Request-response route sending a one-way message

When processing a message in a Request-Response (InOut) route, you sometimes need to send the message to an endpoint, but do not want to receive a response. This recipe shows you how to invoke such an endpoint using the InOnly MEP.

The MEP used can radically alter the behavior of an endpoint. For example, if you invoke a JMS endpoint within a request-response (InOut) route, it will send a message to a queue and set up a listener on a temporary destination waiting for a response; this is known as request-response over messaging. If the consumer of the message on the other side of the queue has not been written to send a response message, your route will wait indefinitely (or as long as the configurable timeout of the component).
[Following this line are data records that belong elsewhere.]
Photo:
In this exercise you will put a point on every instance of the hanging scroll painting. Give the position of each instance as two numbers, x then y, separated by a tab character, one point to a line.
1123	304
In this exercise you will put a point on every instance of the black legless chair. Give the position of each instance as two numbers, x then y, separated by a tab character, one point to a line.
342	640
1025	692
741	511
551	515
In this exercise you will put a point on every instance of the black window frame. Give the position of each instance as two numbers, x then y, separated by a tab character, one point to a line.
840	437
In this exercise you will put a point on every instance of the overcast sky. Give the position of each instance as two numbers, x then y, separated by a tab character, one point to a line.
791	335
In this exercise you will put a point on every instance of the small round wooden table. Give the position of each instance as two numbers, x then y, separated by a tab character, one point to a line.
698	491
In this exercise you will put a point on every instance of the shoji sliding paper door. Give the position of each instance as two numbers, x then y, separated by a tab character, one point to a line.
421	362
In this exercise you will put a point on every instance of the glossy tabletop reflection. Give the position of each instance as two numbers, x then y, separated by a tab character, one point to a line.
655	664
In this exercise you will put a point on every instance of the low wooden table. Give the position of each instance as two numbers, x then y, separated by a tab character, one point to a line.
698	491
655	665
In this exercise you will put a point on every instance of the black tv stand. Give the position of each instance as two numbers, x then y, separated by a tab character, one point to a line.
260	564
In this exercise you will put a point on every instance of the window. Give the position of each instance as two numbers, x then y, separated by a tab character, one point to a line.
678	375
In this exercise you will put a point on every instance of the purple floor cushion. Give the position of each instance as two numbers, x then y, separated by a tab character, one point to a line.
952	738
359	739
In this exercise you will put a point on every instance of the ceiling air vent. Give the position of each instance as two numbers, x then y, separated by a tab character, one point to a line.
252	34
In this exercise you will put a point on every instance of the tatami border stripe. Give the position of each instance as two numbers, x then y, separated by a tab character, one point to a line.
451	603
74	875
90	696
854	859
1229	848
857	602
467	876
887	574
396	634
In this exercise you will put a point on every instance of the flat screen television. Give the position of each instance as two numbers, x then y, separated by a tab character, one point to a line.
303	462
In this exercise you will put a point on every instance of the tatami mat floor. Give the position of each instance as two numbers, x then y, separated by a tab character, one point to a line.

This recipe shows how you can alter the MEP temporarily in order to send messages one way in a request-response route.

Getting ready

The Java code for this recipe is located in the org.camelcookbook.routing.changingmep package. The Spring XML files are located under src/main/resources/META-INF/spring and prefixed with changingMep.

How to do it...

Use the inOnly DSL statement to explicitly route a message to that endpoint with that specific MEP:

In the XML DSL, this is written as:

<route>
  <from uri="direct:start"/>
  <inOnly uri="direct:oneWay"/>
  <transform>
    <constant>Done</constant>
  </transform>
</route>

Tip

The Endpoint invocation could also be written as:

<to uri="direct:oneWay" pattern="InOnly"/>

In the Java DSL, the same thing is expressed as:

from("direct:start")
  .inOnly("direct:oneWay")
  .transform().constant("Done");

Tip

The Endpoint invocation could also be written as:

to(ExchangePattern.InOnly, "direct:oneWay")

How it works...

When the message reaches the stage in the route that sends to the InOnly endpoint, the MEP associated with the exchange is temporarily changed to InOnly for the call to the specified endpoint and restored on completion of that call.

There is no need to copy the message as this DSL statement is just like a normal to statement sending the message to an endpoint; it just temporarily changes the MEP such that it does not wait for a response from that endpoint.

There's more...

The thread that processes the exchange through the main route is also used to process it through the producer endpoint (direct:oneWay). This makes this pattern very different to a Wire Tap, where we hand over the processing of the message to another thread.